笠井 もちろんです。でも実際はすごく気さくで、先輩という壁をつくらない方。良い意味で、気楽に話せる距離感でした。
-鵤選手と切磋琢磨して最も覚えていることは
笠井 難しいですねえ、ふたりだけで何かするってことはなかったですから。船生とか何人かで一緒にいましたから。仲が悪かった訳じゃありませんが、ずっと一緒にいるっていう関係ではなかったです。
-成人後は一緒にお酒を飲んだりされましたか
笠井 それが僕、大学のとき全然飲めなくて。就職したあとに上司と飲みにいく機会ができたこともあって、飲めるようになったんです。大学の時は飲めなかったので、まったく飲みにはいかなかったですね。
-飲み会にも
笠井 いけませんでした。
-いまは鵤選手とお酒を飲んだりしますか
笠井 行きますよ、今は。本当にたまにですけど。
-鵤選手と船生選手が大学を中退してプロになると聞いたときはどう思いましたか
笠井 チームのスタッフから「ふたりが辞めそうだ」という話を聞かされました。4年生になる代でもあったので、ふたりと話をして、本当に辞める方向なんだなっていうのは伝わってきました。
-もう1年、一緒にやろうと説得した
笠井 もちろん、伝えました。でも、3年間一緒にいたら2人の性格は分かります。彼らの気持ちももちろん分かりますし、僕の気持ちを伝えはしましたけど、そこで険悪になったりしたとかはなかったです。ふたりが辞めてからはしんどかったですが。
-4年生で主将になって苦労された
笠井 ずっと試合に出ていた2人がいなくなったので。バスケットの面ではすごく大変でした。
-ふたりを恨んだりしましたか
笠井 全然なかったですね。卒業してからも会っていましたし。誠司が広島でプレーしているときかな、香川に試合に来ていたので、そのとき僕は就職してて、ごはんいったりしましたし。まあ、受け止めなくてはいけない部分だったので。

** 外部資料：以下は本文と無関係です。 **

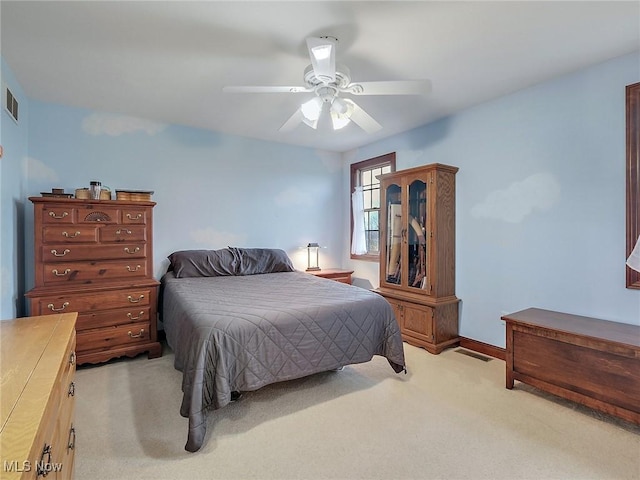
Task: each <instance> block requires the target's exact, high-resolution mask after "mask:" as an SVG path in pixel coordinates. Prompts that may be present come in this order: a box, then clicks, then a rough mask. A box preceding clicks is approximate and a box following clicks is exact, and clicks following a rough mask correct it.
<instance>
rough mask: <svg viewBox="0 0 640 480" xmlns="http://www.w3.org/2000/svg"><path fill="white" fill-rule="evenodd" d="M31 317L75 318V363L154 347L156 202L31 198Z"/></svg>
mask: <svg viewBox="0 0 640 480" xmlns="http://www.w3.org/2000/svg"><path fill="white" fill-rule="evenodd" d="M29 200H31V202H33V206H34V246H35V286H34V288H33V289H32V290H30V291H29V292H27V294H26V296H27V298H28V299H29V304H30V308H31V315H47V314H53V313H61V312H78V321H77V327H76V328H77V332H78V333H77V355H78V364H83V363H99V362H104V361H107V360H110V359H112V358H115V357H121V356H135V355H137V354H140V353H143V352H148V355H149V358H153V357H157V356H160V355H161V352H162V351H161V346H160V343H159V342H158V340H157V318H156V317H157V315H156V312H157V290H158V286H159V282H158V281H157V280H155V279H154V278H153V207H154V206H155V203H154V202H136V201H112V200H108V201H101V200H84V199H83V200H78V199H60V198H44V197H31V198H30V199H29Z"/></svg>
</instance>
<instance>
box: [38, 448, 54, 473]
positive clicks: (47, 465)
mask: <svg viewBox="0 0 640 480" xmlns="http://www.w3.org/2000/svg"><path fill="white" fill-rule="evenodd" d="M48 465H51V445H47V444H46V443H45V444H44V447H43V449H42V454H41V455H40V462H38V464H37V472H36V473H37V476H38V477H40V476H42V477H46V476H47V475H49V470H47V466H48Z"/></svg>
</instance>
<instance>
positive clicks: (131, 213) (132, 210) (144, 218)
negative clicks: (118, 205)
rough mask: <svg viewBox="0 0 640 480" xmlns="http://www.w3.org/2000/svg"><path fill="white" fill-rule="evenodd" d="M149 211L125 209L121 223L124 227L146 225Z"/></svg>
mask: <svg viewBox="0 0 640 480" xmlns="http://www.w3.org/2000/svg"><path fill="white" fill-rule="evenodd" d="M148 212H149V211H148V210H147V209H144V208H134V207H129V208H123V209H122V217H121V218H120V222H121V223H122V224H123V225H132V224H138V225H145V224H146V223H147V221H148Z"/></svg>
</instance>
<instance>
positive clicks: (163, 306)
mask: <svg viewBox="0 0 640 480" xmlns="http://www.w3.org/2000/svg"><path fill="white" fill-rule="evenodd" d="M169 261H170V265H169V269H168V271H167V273H166V274H165V275H164V276H163V278H162V282H161V284H162V285H161V295H160V313H161V320H162V324H163V326H164V331H165V334H166V338H167V343H168V345H169V347H170V348H171V349H172V350H173V352H174V354H175V360H174V366H175V368H176V369H178V370H180V371H181V372H182V373H183V379H182V391H183V399H182V405H181V408H180V414H181V415H182V416H184V417H187V418H188V419H189V429H188V436H187V442H186V445H185V450H187V451H190V452H195V451H197V450H199V449H200V448H201V447H202V444H203V441H204V438H205V434H206V417H207V412H209V411H211V410H215V409H219V408H222V407H224V406H225V405H227V404H228V403H229V402H230V401H231V400H232V396H235V395H237V394H238V393H239V392H246V391H253V390H257V389H259V388H260V387H263V386H265V385H269V384H272V383H275V382H281V381H285V380H292V379H295V378H301V377H304V376H307V375H312V374H314V373H319V372H324V371H329V370H334V369H339V368H341V367H343V366H345V365H349V364H356V363H363V362H367V361H369V360H371V358H372V357H373V356H374V355H381V356H384V357H386V358H387V360H388V362H389V364H390V366H391V368H392V369H393V370H394V371H395V372H396V373H400V372H402V371H406V370H405V360H404V351H403V345H402V338H401V335H400V330H399V327H398V324H397V321H396V319H395V316H394V314H393V310H392V308H391V306H390V305H389V303H388V302H387V301H386V300H385V299H384V298H383V297H381V296H380V295H378V294H376V293H373V292H370V291H368V290H365V289H363V288H359V287H355V286H351V285H346V284H343V283H339V282H335V281H332V280H327V279H324V278H319V277H316V276H314V275H309V274H306V273H303V272H299V271H296V270H295V269H294V268H293V265H292V263H291V260H290V259H289V258H288V256H287V255H286V253H285V252H284V251H283V250H278V249H258V248H253V249H244V248H234V247H229V248H227V249H222V250H184V251H179V252H174V253H172V254H171V255H170V256H169Z"/></svg>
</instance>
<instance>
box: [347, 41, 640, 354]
mask: <svg viewBox="0 0 640 480" xmlns="http://www.w3.org/2000/svg"><path fill="white" fill-rule="evenodd" d="M638 81H640V56H639V55H638V53H635V54H633V55H626V56H624V57H620V58H617V59H614V60H611V61H609V62H606V63H604V64H601V65H597V66H593V67H591V68H588V69H586V70H582V71H579V72H575V73H573V74H571V75H567V76H564V77H562V78H558V79H555V80H553V81H549V82H546V83H543V84H540V85H537V86H534V87H532V88H528V89H526V90H522V91H519V92H517V93H514V94H512V95H509V96H505V97H502V98H499V99H497V100H494V101H491V102H488V103H485V104H482V105H478V106H476V107H474V108H471V109H468V110H466V111H464V112H461V113H459V114H457V115H453V116H451V117H448V118H446V119H443V120H440V121H438V122H435V123H433V124H430V125H426V126H424V127H421V128H418V129H415V130H413V131H410V132H408V133H404V134H401V135H397V136H393V137H390V138H387V139H385V140H383V141H380V142H376V143H374V144H371V145H368V146H367V147H365V148H361V149H359V150H357V151H353V152H349V153H348V154H345V157H346V158H347V159H348V162H347V163H349V164H351V163H353V162H356V161H360V160H363V159H366V158H371V157H375V156H377V155H381V154H383V153H387V152H391V151H395V152H397V169H404V168H408V167H413V166H417V165H423V164H429V163H445V164H450V165H455V166H457V167H459V168H460V171H459V172H458V174H457V177H456V180H457V184H456V187H457V198H456V200H457V201H456V207H457V212H456V233H457V239H456V293H457V295H458V297H459V298H460V299H461V300H462V303H461V312H462V313H461V325H460V331H461V335H463V336H465V337H468V338H473V339H475V340H479V341H482V342H486V343H489V344H493V345H497V346H502V347H503V346H504V343H505V340H504V338H505V337H504V326H503V325H502V324H501V322H500V321H499V318H500V316H501V314H503V313H506V312H514V311H518V310H521V309H524V308H528V307H540V308H546V309H551V310H559V311H565V312H569V313H574V314H578V315H587V316H593V317H598V318H603V319H608V320H614V321H620V322H625V323H631V324H638V325H640V291H637V290H628V289H626V288H625V85H629V84H632V83H635V82H638ZM434 88H435V89H437V88H438V86H437V85H434ZM348 168H349V167H348V166H346V167H345V175H344V179H343V182H344V185H345V187H344V188H348V182H349V180H348ZM344 226H345V229H346V228H348V220H347V221H346V222H345V224H344ZM344 263H345V264H349V265H351V266H352V268H354V269H355V274H354V275H355V276H356V277H357V282H359V283H360V284H363V285H369V284H371V285H373V286H377V285H378V271H377V267H378V264H377V263H376V264H372V263H367V262H363V261H352V260H349V258H348V254H347V253H345V257H344Z"/></svg>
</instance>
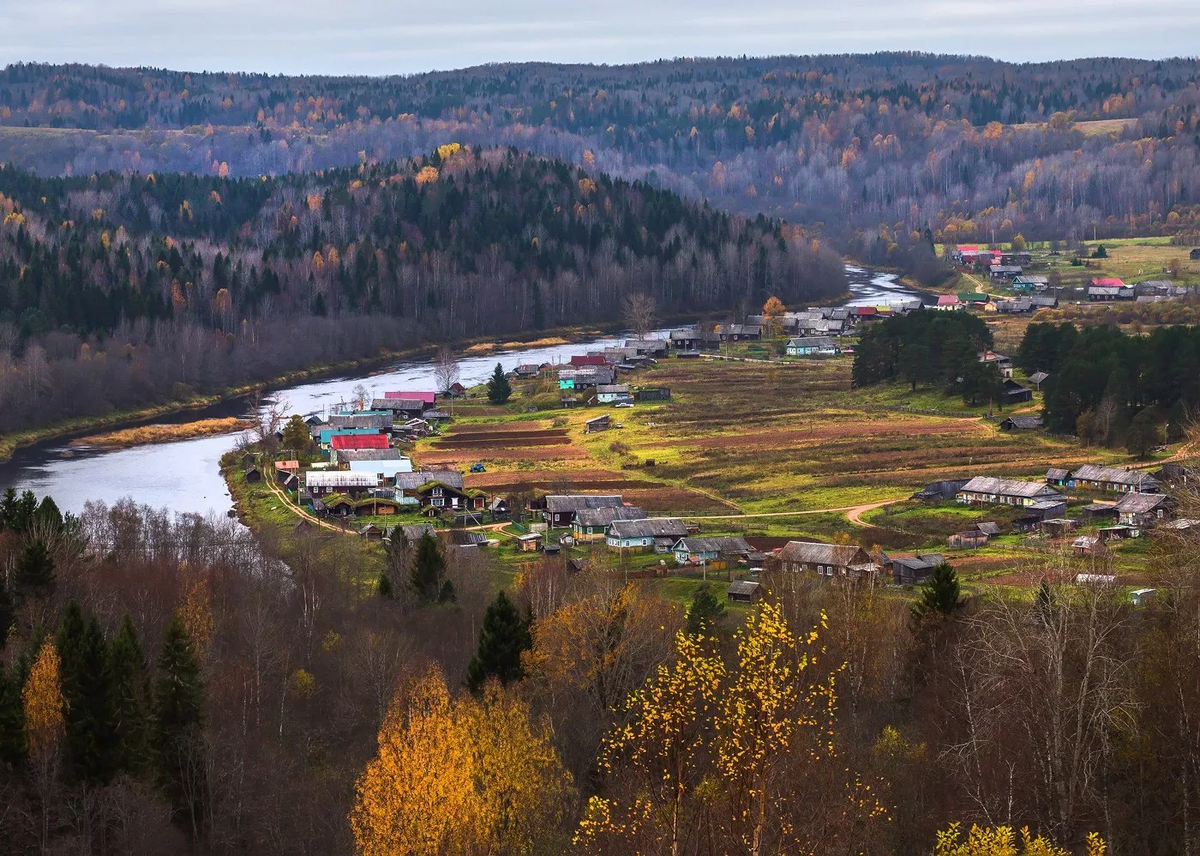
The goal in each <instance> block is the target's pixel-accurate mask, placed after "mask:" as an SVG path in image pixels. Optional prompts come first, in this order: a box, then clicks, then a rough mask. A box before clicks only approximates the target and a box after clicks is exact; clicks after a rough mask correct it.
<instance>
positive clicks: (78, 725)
mask: <svg viewBox="0 0 1200 856" xmlns="http://www.w3.org/2000/svg"><path fill="white" fill-rule="evenodd" d="M55 647H56V648H58V651H59V657H60V659H61V665H60V671H59V676H60V681H61V682H62V698H64V700H65V701H66V716H65V725H66V749H67V762H68V764H70V765H71V771H72V773H73V774H74V777H76V779H77V780H79V782H85V783H89V784H104V783H107V782H108V780H109V779H112V777H113V774H114V773H115V772H116V766H118V741H116V728H115V723H114V716H113V699H112V688H110V686H109V672H108V650H107V646H106V645H104V635H103V633H101V629H100V624H98V623H97V622H96V619H95V618H92V619H91V622H89V623H88V624H84V619H83V611H82V610H80V609H79V605H78V604H77V603H76V601H73V600H72V601H71V604H70V606H67V615H66V617H65V618H64V621H62V625H61V627H60V628H59V634H58V637H56V640H55Z"/></svg>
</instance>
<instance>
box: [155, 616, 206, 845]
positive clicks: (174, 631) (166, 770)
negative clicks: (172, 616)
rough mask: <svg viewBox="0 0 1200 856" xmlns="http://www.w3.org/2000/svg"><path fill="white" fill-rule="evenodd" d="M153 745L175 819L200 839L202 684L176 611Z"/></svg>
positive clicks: (157, 686)
mask: <svg viewBox="0 0 1200 856" xmlns="http://www.w3.org/2000/svg"><path fill="white" fill-rule="evenodd" d="M157 666H158V677H157V680H156V682H155V692H154V748H155V752H156V756H157V760H158V777H160V782H161V784H162V788H163V790H164V791H166V792H167V796H168V797H169V798H170V803H172V809H173V819H174V820H175V821H176V822H179V824H181V825H184V826H187V827H188V828H190V830H191V832H192V837H193V838H198V837H199V833H200V827H202V824H203V816H204V801H203V795H204V747H203V729H204V684H203V683H202V681H200V664H199V662H198V660H197V659H196V653H194V652H193V651H192V641H191V639H188V636H187V628H185V627H184V619H182V617H181V616H180V615H179V613H178V612H176V613H175V615H174V616H173V617H172V619H170V624H168V625H167V631H166V634H164V635H163V640H162V650H161V651H160V652H158V662H157Z"/></svg>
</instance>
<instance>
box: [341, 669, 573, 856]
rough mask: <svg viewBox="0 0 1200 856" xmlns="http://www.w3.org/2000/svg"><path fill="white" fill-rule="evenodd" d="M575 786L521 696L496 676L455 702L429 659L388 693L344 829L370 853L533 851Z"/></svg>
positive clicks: (430, 852) (443, 682)
mask: <svg viewBox="0 0 1200 856" xmlns="http://www.w3.org/2000/svg"><path fill="white" fill-rule="evenodd" d="M572 795H574V788H572V785H571V779H570V774H569V773H568V772H566V771H565V770H564V768H563V766H562V764H560V761H559V760H558V755H557V754H556V753H554V749H553V746H552V744H551V742H550V737H548V734H547V732H546V729H545V728H541V726H536V725H534V723H532V722H530V717H529V708H528V706H527V705H526V704H524V702H523V701H520V700H518V699H517V698H516V696H514V695H511V694H508V693H506V692H505V690H504V689H502V688H500V687H498V686H496V684H492V686H488V687H487V688H486V689H485V693H484V696H482V699H480V700H476V699H473V698H469V696H468V698H464V699H461V700H458V701H455V700H452V699H451V698H450V693H449V690H448V689H446V684H445V678H444V677H443V676H442V671H440V670H439V669H438V668H437V666H436V665H434V666H430V669H428V671H426V672H425V675H422V676H421V677H419V678H418V680H416V681H414V682H413V683H412V684H410V686H409V687H408V688H407V689H404V688H402V689H401V690H400V692H397V694H396V698H395V699H394V700H392V704H391V706H390V707H389V710H388V714H386V717H385V718H384V722H383V725H382V726H380V729H379V749H378V753H377V754H376V756H374V758H373V759H372V760H371V761H370V762H368V764H367V767H366V770H365V771H364V772H362V776H361V777H359V780H358V784H356V788H355V800H354V807H353V809H352V810H350V818H349V819H350V828H352V831H353V833H354V839H355V843H356V844H358V850H359V852H361V854H365V855H366V856H374V855H380V856H382V855H384V854H388V855H390V854H414V855H416V854H431V855H433V854H443V852H514V854H522V852H530V851H532V849H533V846H534V844H535V843H538V842H539V839H540V833H541V831H542V828H545V825H546V824H547V822H551V824H552V822H557V820H558V819H559V818H560V815H562V812H563V810H564V808H565V806H566V804H568V803H569V801H570V797H571V796H572Z"/></svg>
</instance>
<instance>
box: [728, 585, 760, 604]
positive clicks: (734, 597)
mask: <svg viewBox="0 0 1200 856" xmlns="http://www.w3.org/2000/svg"><path fill="white" fill-rule="evenodd" d="M725 599H726V600H732V601H733V603H738V604H756V603H758V601H760V600H762V586H761V585H760V583H758V582H756V581H754V580H734V581H733V582H731V583H730V587H728V588H726V589H725Z"/></svg>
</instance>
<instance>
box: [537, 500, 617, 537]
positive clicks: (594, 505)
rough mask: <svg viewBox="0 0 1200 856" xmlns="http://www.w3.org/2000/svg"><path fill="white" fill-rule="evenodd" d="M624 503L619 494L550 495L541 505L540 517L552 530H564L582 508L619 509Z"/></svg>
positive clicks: (572, 520)
mask: <svg viewBox="0 0 1200 856" xmlns="http://www.w3.org/2000/svg"><path fill="white" fill-rule="evenodd" d="M624 504H625V502H624V499H622V496H620V493H552V495H550V496H547V497H546V498H545V504H542V509H544V510H542V517H544V519H545V520H546V523H547V525H548V526H550V527H551V528H554V529H559V528H566V527H569V526H570V525H571V523H572V522H575V514H576V511H580V510H581V509H584V508H620V507H622V505H624Z"/></svg>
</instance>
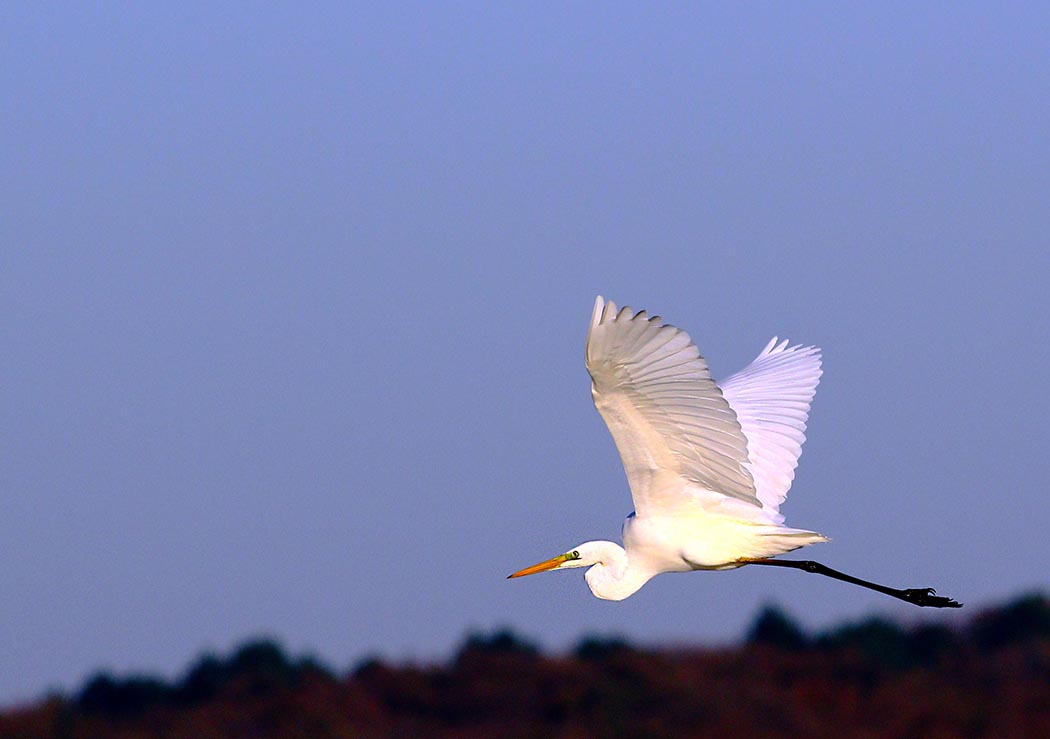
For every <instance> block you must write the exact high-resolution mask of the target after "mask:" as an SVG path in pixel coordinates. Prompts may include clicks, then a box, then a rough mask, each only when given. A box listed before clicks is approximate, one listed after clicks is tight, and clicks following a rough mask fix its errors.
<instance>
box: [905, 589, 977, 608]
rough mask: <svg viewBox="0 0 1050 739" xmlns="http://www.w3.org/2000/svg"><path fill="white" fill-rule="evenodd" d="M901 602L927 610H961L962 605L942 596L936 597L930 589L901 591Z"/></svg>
mask: <svg viewBox="0 0 1050 739" xmlns="http://www.w3.org/2000/svg"><path fill="white" fill-rule="evenodd" d="M901 593H902V595H901V600H907V601H908V603H910V604H915V605H916V606H924V607H929V608H962V607H963V604H961V603H959V601H957V600H952V599H951V598H949V597H945V596H944V595H938V594H937V591H936V590H933V589H932V588H911V589H910V590H902V591H901Z"/></svg>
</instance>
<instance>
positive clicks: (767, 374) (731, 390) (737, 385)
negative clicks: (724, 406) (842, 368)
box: [721, 337, 821, 523]
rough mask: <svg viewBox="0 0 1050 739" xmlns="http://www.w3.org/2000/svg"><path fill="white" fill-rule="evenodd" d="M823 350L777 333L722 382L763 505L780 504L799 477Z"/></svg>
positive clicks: (777, 515)
mask: <svg viewBox="0 0 1050 739" xmlns="http://www.w3.org/2000/svg"><path fill="white" fill-rule="evenodd" d="M820 375H821V370H820V350H819V349H818V347H816V346H798V345H796V346H787V341H786V340H785V341H781V342H780V343H777V339H776V337H774V338H773V340H772V341H771V342H770V343H769V344H768V345H766V346H765V349H764V350H762V352H761V353H760V354H759V355H758V357H756V358H755V361H753V362H752V363H751V364H749V365H748V366H745V367H744V368H743V370H741V371H740V372H738V373H736V374H735V375H733V376H732V377H730V378H728V379H727V380H724V381H723V382H722V383H721V389H722V395H723V396H724V397H726V400H727V401H729V404H730V406H732V408H733V410H735V411H736V418H737V420H738V421H739V423H740V427H741V428H742V429H743V436H744V437H747V439H748V468H749V470H750V471H751V477H752V478H753V479H754V481H755V487H756V489H757V491H758V500H759V501H761V503H762V507H763V508H765V509H768V510H770V511H771V512H772V513H774V514H775V515H776V518H777V521H778V523H779V522H780V521H783V516H782V515H780V513H779V511H778V509H779V507H780V504H781V503H783V501H784V498H786V497H787V488H790V487H791V483H792V480H794V479H795V467H797V466H798V457H799V455H801V453H802V442H804V441H805V422H806V420H807V419H808V417H810V401H812V400H813V396H814V394H815V393H816V392H817V383H818V382H819V381H820Z"/></svg>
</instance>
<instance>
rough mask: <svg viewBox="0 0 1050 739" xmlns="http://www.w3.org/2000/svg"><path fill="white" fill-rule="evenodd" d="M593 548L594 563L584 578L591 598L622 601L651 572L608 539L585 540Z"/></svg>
mask: <svg viewBox="0 0 1050 739" xmlns="http://www.w3.org/2000/svg"><path fill="white" fill-rule="evenodd" d="M588 545H589V546H590V547H592V548H593V549H594V550H595V551H596V557H595V558H597V562H596V563H595V564H594V565H592V566H591V567H590V568H589V569H588V570H587V572H586V573H585V574H584V577H585V578H586V579H587V585H588V587H590V589H591V592H592V593H594V595H595V597H600V598H602V599H603V600H623V599H624V598H626V597H627V596H628V595H630V594H632V593H634V592H636V591H637V590H638V588H640V587H642V586H643V585H645V584H646V583H648V582H649V580H650V579H651V578H652V576H653V575H654V574H656V573H655V572H651V571H649V570H648V569H647V568H644V567H639V566H638V563H632V562H631V559H630V557H629V556H628V554H627V552H626V551H624V548H623V547H621V546H619V545H618V544H613V543H612V542H589V543H588Z"/></svg>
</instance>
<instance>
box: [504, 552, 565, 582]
mask: <svg viewBox="0 0 1050 739" xmlns="http://www.w3.org/2000/svg"><path fill="white" fill-rule="evenodd" d="M570 558H572V555H571V554H559V555H558V556H553V557H551V558H549V559H546V561H544V562H541V563H540V564H539V565H532V567H526V568H525V569H524V570H518V571H517V572H514V573H513V574H512V575H507V579H510V578H511V577H524V576H525V575H534V574H535V573H537V572H546V571H547V570H553V569H554V568H555V567H559V566H561V565H562V563H564V562H568V561H569V559H570Z"/></svg>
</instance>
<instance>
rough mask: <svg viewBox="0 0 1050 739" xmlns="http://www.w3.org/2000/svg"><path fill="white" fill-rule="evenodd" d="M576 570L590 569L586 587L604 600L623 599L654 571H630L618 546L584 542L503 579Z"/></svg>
mask: <svg viewBox="0 0 1050 739" xmlns="http://www.w3.org/2000/svg"><path fill="white" fill-rule="evenodd" d="M576 567H589V568H590V569H589V570H587V573H586V575H585V577H586V579H587V585H588V586H589V587H590V589H591V592H592V593H594V595H596V596H597V597H600V598H603V599H605V600H623V599H624V598H626V597H627V596H628V595H630V594H631V593H633V592H634V591H635V590H637V589H638V588H640V587H642V586H643V585H645V583H646V580H648V579H649V578H650V577H652V576H653V575H654V574H656V570H653V569H651V568H645V567H635V568H633V569H632V568H630V567H629V566H628V558H627V552H625V551H624V548H623V547H621V546H619V545H618V544H613V543H612V542H585V543H584V544H581V545H580V546H577V547H573V548H572V549H571V550H569V551H567V552H565V553H564V554H559V555H558V556H552V557H550V558H549V559H544V561H543V562H541V563H539V564H537V565H532V566H531V567H526V568H525V569H524V570H518V572H514V573H513V574H512V575H507V578H508V579H509V578H510V577H522V576H524V575H534V574H535V573H537V572H548V571H552V570H571V569H574V568H576Z"/></svg>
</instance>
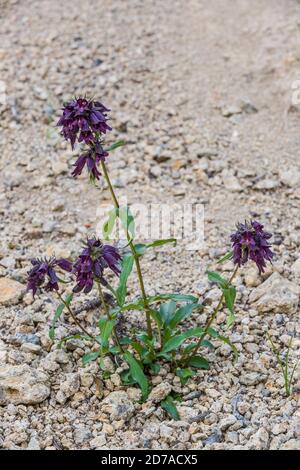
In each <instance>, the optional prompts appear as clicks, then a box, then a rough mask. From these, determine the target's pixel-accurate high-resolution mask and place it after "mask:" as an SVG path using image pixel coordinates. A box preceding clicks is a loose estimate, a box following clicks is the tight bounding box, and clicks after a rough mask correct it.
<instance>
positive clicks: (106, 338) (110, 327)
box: [98, 317, 115, 348]
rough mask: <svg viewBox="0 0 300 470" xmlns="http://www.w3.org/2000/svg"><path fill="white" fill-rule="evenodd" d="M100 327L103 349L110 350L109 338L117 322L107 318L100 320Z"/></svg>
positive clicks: (101, 340)
mask: <svg viewBox="0 0 300 470" xmlns="http://www.w3.org/2000/svg"><path fill="white" fill-rule="evenodd" d="M98 326H99V329H100V338H101V346H102V347H103V348H108V346H109V338H110V336H111V333H112V330H113V328H114V326H115V321H114V320H108V319H107V318H106V317H103V318H100V320H99V322H98Z"/></svg>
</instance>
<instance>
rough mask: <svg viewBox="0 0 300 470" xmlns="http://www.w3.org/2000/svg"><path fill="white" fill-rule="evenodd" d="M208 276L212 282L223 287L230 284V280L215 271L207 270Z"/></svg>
mask: <svg viewBox="0 0 300 470" xmlns="http://www.w3.org/2000/svg"><path fill="white" fill-rule="evenodd" d="M207 277H208V280H209V281H210V282H214V283H215V284H218V285H220V286H221V287H223V288H226V287H227V286H228V281H227V280H226V279H224V278H223V277H222V276H220V274H218V273H216V272H214V271H207Z"/></svg>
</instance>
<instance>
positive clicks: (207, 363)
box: [189, 356, 209, 369]
mask: <svg viewBox="0 0 300 470" xmlns="http://www.w3.org/2000/svg"><path fill="white" fill-rule="evenodd" d="M189 365H190V366H191V367H195V368H196V369H209V362H208V361H207V360H206V359H205V357H203V356H194V357H192V358H191V359H190V360H189Z"/></svg>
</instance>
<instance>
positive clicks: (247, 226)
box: [231, 220, 273, 273]
mask: <svg viewBox="0 0 300 470" xmlns="http://www.w3.org/2000/svg"><path fill="white" fill-rule="evenodd" d="M270 238H272V234H271V233H269V232H266V231H264V226H263V225H261V224H260V223H259V222H257V221H255V220H253V221H251V222H247V221H245V223H244V224H238V225H237V231H236V232H234V233H233V234H232V235H231V241H232V247H233V262H234V263H235V264H237V265H238V266H241V265H242V264H245V263H246V262H247V261H248V259H250V260H252V261H254V263H256V265H257V267H258V270H259V273H263V272H264V270H265V267H266V262H267V261H271V260H272V258H273V253H272V251H271V244H270V243H269V241H268V240H270Z"/></svg>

-ふたりがプロに入ったのだからおれもプロに、とは卒業時に考えなかった
笠井 大学4年の時にいろんな経験をしたこともあって、バスケット以外のことを経験してみたいなと正直思いました。彼らが抜けて、バスケットの厳しさというのもこれまで以上に感じましたし。だから就職を1回選びました。
-いろんな経験というのは?
笠井 2人がいれば正直、試合中にどうにかしてくれる部分がありました。それがないので、もっと細かい部分でがんばらないといけない。キャプテンとして、チームをまとめていく大変さもあって。もちろん、やりがいもありました。当時はすごく集中して、テンションも高かったですけど、インカレが終わったときにやりきったと感じました。だから離れようって。離れるわけじゃないですけど、就職しようと思いました。(続く)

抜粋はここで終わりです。